Usman Hayat, CFA, writes well-nigh sustainable, responsible, and impact investing and Islamic finance. He is the lead tragedian of “Environmental, Social, and Governance Issues in Investing: A Guide for Investment Professionals;” the literature review, “Islamic Finance: Ethics, Concepts, Practice;” and the research report “Sustainable, Responsible, and Impact Investing and Islamic Finance: Similarities and Differences.” He is interested in online learning and has directed three e-courses for CFA Institute: “ESG-100,” “Islamic Finance Quiz,” and “Residual Income Equity Valuation.” The other topics he writes well-nigh are macroeconomics and behavioral finance.

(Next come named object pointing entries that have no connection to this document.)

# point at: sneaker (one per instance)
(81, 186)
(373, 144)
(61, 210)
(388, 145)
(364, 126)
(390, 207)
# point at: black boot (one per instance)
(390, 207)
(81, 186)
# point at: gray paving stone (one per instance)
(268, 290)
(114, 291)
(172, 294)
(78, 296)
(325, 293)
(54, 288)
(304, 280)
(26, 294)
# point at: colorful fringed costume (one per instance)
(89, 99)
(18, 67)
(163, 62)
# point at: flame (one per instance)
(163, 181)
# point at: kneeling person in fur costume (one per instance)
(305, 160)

He has wits working in securities regulation and as an self-sustaining consultant. His qualifications include the CFA charter, the FRM designation, an MBA, and an MA in minutiae economics. He has served as a content director at CFA Institute. He is a former executive director at the Securities and Exchange Commission of Pakistan (SECP) and former CEO of the Inspect Oversight Workbench (Pakistan). His personal interests include reading and hiking.

Kübra Koldemir

Kübra Koldemir is a sustainability merchantry writer at SustainFinance as well as a sustainability researcher at Argüden Governance Academy. She has written numerous sustainability wares that have been published at various global publications. Koldemir started her financial career in 2006 working as an investment reviewer in New York City, first at a long-only fund and later at a hedge fund with $1 billion in resources under management (AUM) that specialized in financial service companies. With a focus on international investments, she assessed strategy and results of numerous multinational corporations wideness several sectors. Koldemir holds a BA in international relations from Mount Holyoke College and an executive MBA stratum from the University of Texas at Austin.